PHYSICS SEMINAR
Extremal black holes and classical gravitational entropy
Dr. Ariel Edery
Physics Department
Bishop's University
Friday, October 22, 2010
1:30-2:30 pm
Nicolls 315
We show that extremal black holes have zero entropy by pointing out a simple fact: they are time-independent throughout the spacetime and therefore correspond to a single or unique metric field configuration. Though extremal black holes have an event horizon their corresponding maximally extended spacetime does not possess a bifurcate Killing horizon. We then show that non-extremal black holes, including the Schwarzschild black hole, contain a region hidden behind the event horizon where all their Killing vectors are spacelike.

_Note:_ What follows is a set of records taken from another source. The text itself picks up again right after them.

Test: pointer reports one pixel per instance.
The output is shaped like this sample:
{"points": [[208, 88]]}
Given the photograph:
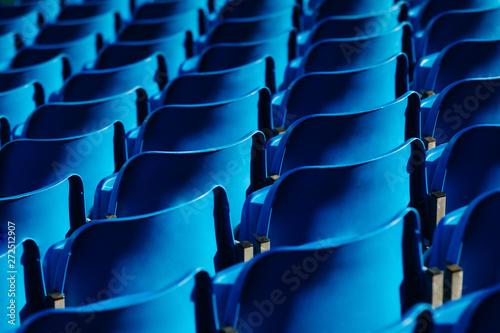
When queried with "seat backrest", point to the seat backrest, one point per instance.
{"points": [[463, 60], [50, 74], [252, 29], [347, 138], [359, 52], [232, 9], [80, 52], [467, 167], [139, 250], [275, 290], [350, 8], [312, 202], [477, 226], [453, 26], [106, 25], [225, 85], [345, 91], [29, 165], [463, 104], [225, 56], [175, 48], [156, 180], [67, 119], [18, 103], [177, 307], [358, 26], [204, 126], [148, 74]]}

This region is nonstationary and the time t acts as a label for a continuous set of classical microstates, the phase space [hab (t), Pab (t)], where hab is the three-metric induced on a spacelike hypersurface ? and Pab is its momentum conjugate. We determine explicitly the phase space in the interior of the Schwarzschild black hole. The entropy is a measure of our ignorance of the interior configuration hidden behind the event horizon of the black hole. We provide numerical evidence from recent simulations of gravitational collapse in isotropic coordinates that the entropy of the Schwarzschild black hole stems from the region inside and near the event horizon where the metric fields are nonstationary. The rest of the spacetime, which is static, makes no contribution.